Comme il est indiqué dans les paragraphes qui suivent, il n’y aurait pas nécessité d’ingéniosité pour parvenir aux revendications invoquées.

[173] Tout ce qu’il manque à l’état de la technique et aux connaissances générales courantes est une personne qui combine concrètement l’AA et la PN en vue de traiter le cancer de la prostate, y compris le cancer de la prostate réfractaire. Compte tenu de la preuve, cette démarche était une étape logique dans l’évolution du traitement du cancer de la prostate.

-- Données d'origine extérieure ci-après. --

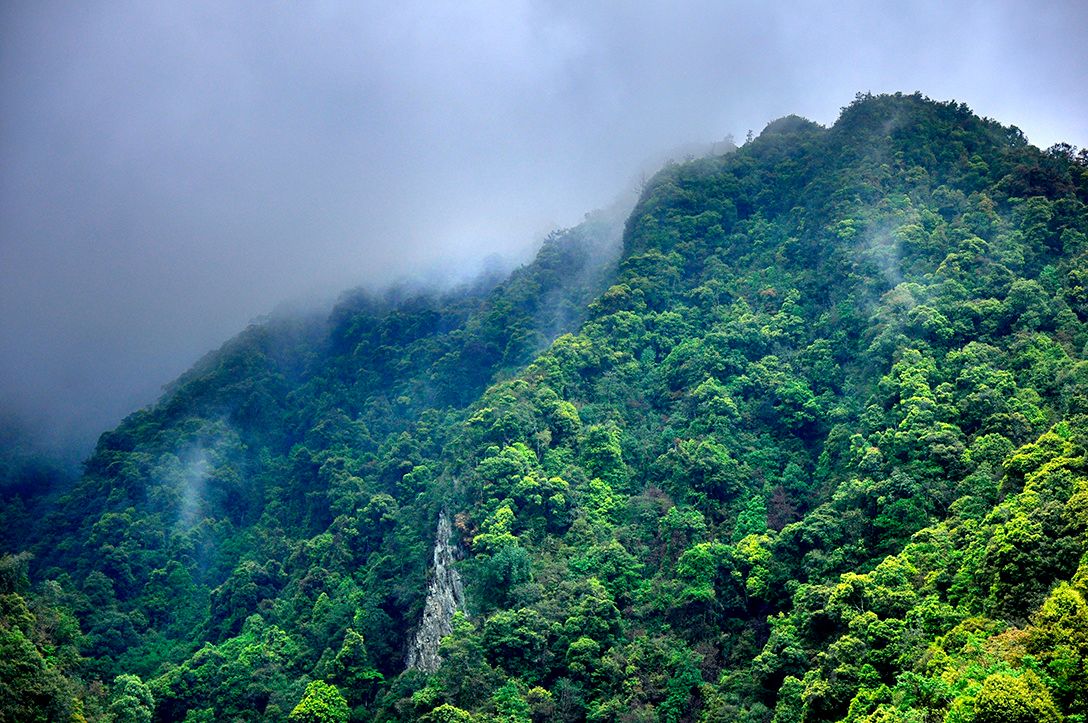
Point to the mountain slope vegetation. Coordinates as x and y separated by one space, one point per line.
812 449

[174] Il était logique d’associer un inhibiteur de l’enzyme CYP17 avec un glucocorticoïde et plus particulièrement l’AA avec la PN pour traiter le cancer de la prostate, y compris le cancer de la prostate réfractaire ne répondant pas au traitement. Les Drs Nam et Lipton le confirment; même le Dr Rettig avait recouru à l’association de kétoconazole et d’hydrocortisone ou de PN.

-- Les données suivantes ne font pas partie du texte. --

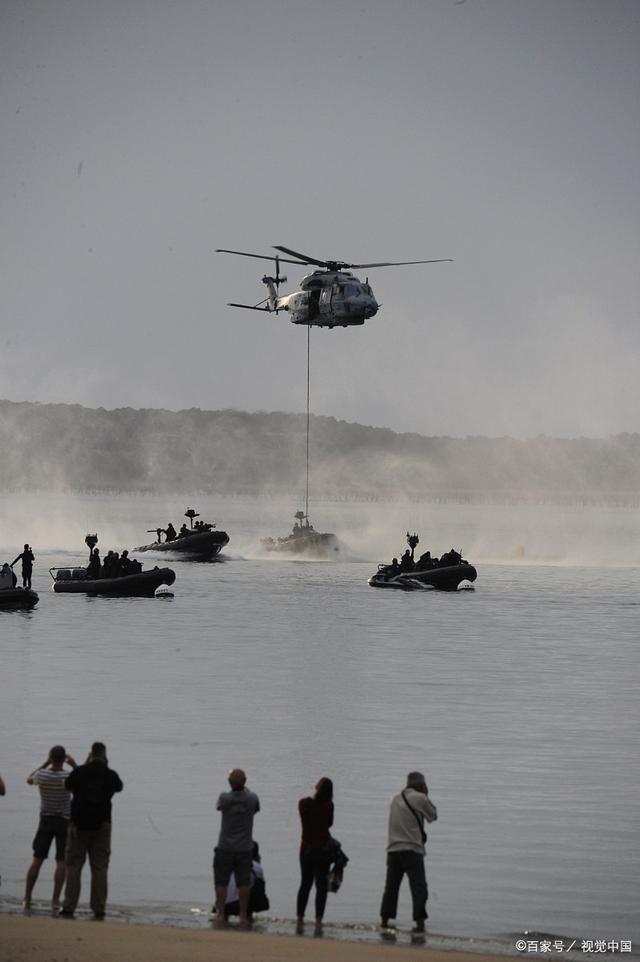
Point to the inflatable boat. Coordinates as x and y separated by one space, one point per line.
142 584
444 579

Il y avait des raisons amplement suffisantes pour qu’une personne versée dans l’art combine l’AA et la PN dans le traitement du CPHR.

[175] Les demanderesses s’appuient continuellement sur l’absence d’amélioration de la survie apportée par les traitements médicamenteux, à l’exception du docétaxel, pour soutenir qu’il n’allait pas de soi de tenter d’associer l’AA et la PN. Bien que la recherche d’une amélioration de la survie ait pu influencer les motivations de certains chercheurs, il était suffisamment logique d’associer l’AA et un glucocorticoïde facilement disponible pour que le Dr de Bono le fasse.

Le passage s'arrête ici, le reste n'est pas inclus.